Em segundo lugar, é tudo menos garantido que a política monetária seja o instrumento adequado para lidar com temas como, por exemplo, a desigualdade.

Vejamos o que vai atualmente pelo mundo.

Para combater a crise que emergiu em 2008/2009 e, depois, para enfrentar a pandemia, temos atualmente a política monetária mais expansionista da história.

Inevitável? Talvez!

Contudo, há uma diferença qualitativa entre a crise financeira de 2008/2009 e a pandemia. É que, em 2008/20089 os bancos centrais ficaram a falar sozinhos no combate à crise – os governos, depois de algum apoio fiscal inicial, abandonaram o campo de batalha.

Com a pandemia já não foi assim, felizmente. Os governos colocaram no terreno múltiplos modelos de suporte orçamental e evitaram o que poderia ter sido uma tragédia económica e social em cima da tragédia sanitária.

Num primeiro momento da pandemia a expansão do suporte monetário parecia inevitável.

O problema aqui, como em muitas coisas da vida, é que raramente aplicamos a sabedoria de um ditado russo que diz que nunca devemos entrar numa sala sem conhecer as portas de saída.

Foi fácil decidir a expansão do apoio monetário – o problema é que agora ninguém sabe como acabar com ele - a política monetária está capturada pelos mercados.
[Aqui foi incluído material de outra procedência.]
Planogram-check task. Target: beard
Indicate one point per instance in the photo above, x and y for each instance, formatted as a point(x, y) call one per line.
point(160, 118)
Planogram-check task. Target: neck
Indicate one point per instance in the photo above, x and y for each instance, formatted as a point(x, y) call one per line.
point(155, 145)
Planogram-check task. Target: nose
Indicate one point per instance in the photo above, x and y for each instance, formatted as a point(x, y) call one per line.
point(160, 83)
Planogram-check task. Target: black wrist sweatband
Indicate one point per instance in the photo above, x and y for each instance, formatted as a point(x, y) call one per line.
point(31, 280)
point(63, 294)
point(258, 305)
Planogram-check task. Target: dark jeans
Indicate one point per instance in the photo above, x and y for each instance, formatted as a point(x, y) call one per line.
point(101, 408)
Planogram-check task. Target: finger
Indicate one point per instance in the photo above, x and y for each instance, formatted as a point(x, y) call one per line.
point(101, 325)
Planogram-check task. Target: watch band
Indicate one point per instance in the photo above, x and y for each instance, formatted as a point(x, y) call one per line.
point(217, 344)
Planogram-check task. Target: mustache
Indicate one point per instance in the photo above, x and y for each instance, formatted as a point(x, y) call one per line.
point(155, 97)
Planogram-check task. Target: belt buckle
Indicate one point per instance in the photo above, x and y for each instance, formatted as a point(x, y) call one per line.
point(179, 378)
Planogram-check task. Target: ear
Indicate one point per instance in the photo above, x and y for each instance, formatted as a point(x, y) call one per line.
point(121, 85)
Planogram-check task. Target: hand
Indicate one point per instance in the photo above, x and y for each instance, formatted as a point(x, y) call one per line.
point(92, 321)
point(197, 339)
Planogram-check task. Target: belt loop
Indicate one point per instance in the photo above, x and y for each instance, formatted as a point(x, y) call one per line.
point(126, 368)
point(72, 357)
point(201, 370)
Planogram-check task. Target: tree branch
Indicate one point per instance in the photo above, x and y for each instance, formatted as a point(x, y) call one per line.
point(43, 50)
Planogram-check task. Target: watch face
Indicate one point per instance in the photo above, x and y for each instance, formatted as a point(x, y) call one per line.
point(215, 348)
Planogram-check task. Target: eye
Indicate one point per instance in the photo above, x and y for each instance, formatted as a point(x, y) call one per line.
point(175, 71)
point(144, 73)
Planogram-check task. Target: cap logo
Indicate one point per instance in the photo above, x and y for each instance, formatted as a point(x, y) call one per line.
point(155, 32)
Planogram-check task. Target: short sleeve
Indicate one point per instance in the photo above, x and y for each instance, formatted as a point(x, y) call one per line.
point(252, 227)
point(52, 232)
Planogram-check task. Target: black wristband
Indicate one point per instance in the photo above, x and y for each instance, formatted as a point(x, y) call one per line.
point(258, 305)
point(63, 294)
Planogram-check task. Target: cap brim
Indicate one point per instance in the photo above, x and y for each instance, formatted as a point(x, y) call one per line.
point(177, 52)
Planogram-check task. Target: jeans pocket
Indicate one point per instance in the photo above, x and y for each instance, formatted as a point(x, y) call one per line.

Em boa parte, devido à expansão monetária os mercados estão numa euforia descontrolada e um aperto monetário súbito pode ter consequências catastróficas não só nos mercados, mas também nas economias – em larga medida os bancos centrais estão de mãos atadas. Se não fazem nada arriscam-se a assistir a uma espiral inflacionista, a mercados ineficientes, a distorções na aplicação de capital e por aí fora, se decidem atuar arriscam-se a colocar os mercados em espiral de correção e as consequências podem não ser bonitas.

Finalmente fica evidente como a política monetária pode não ser o instrumento adequado para lidar com assuntos como a desigualdade na distribuição da riqueza, dos rendimentos ou das oportunidades.

Devido à expansão monetária da última dúzia de anos, a inflação no valor de todo o tipo de ativos, ações, títulos de dívida, casas, etc., fez os ricos ainda mais ricos e os pobres, pelo menos relativamente, ainda mais pobres. Nunca houve tantos bilionários como nos nossos dias!

Não, de todo! A política monetária não serve para fazer justiça social nem os banqueiros centrais estão democraticamente mandatados para tratar de tais coisas.

É bom regressar aos fundamentais – a política monetária serve para controlar a oferta de moeda, orientar as taxas de juro e até podemos conceber que o volume de emprego compatível com uma economia não inflacionada possa ficar dentro do mandato de um banco central como acontece nos estados unidos.

Mesmo isto já é suficientemente perigoso porque estamos a delegar em profissionais sem escrutínio democrático decisões eminentemente políticas e potencialmente com implicações profundas no tecido social.

Aumentar a atual área de risco, permitindo aos bancos centrais um ainda maior escopo de decisão política parece-me manifestamente imprudente. Talvez seja altura de ser claro nesta matéria antes de, sem nos apercebermos, termos parido um par de monstros descontrolados.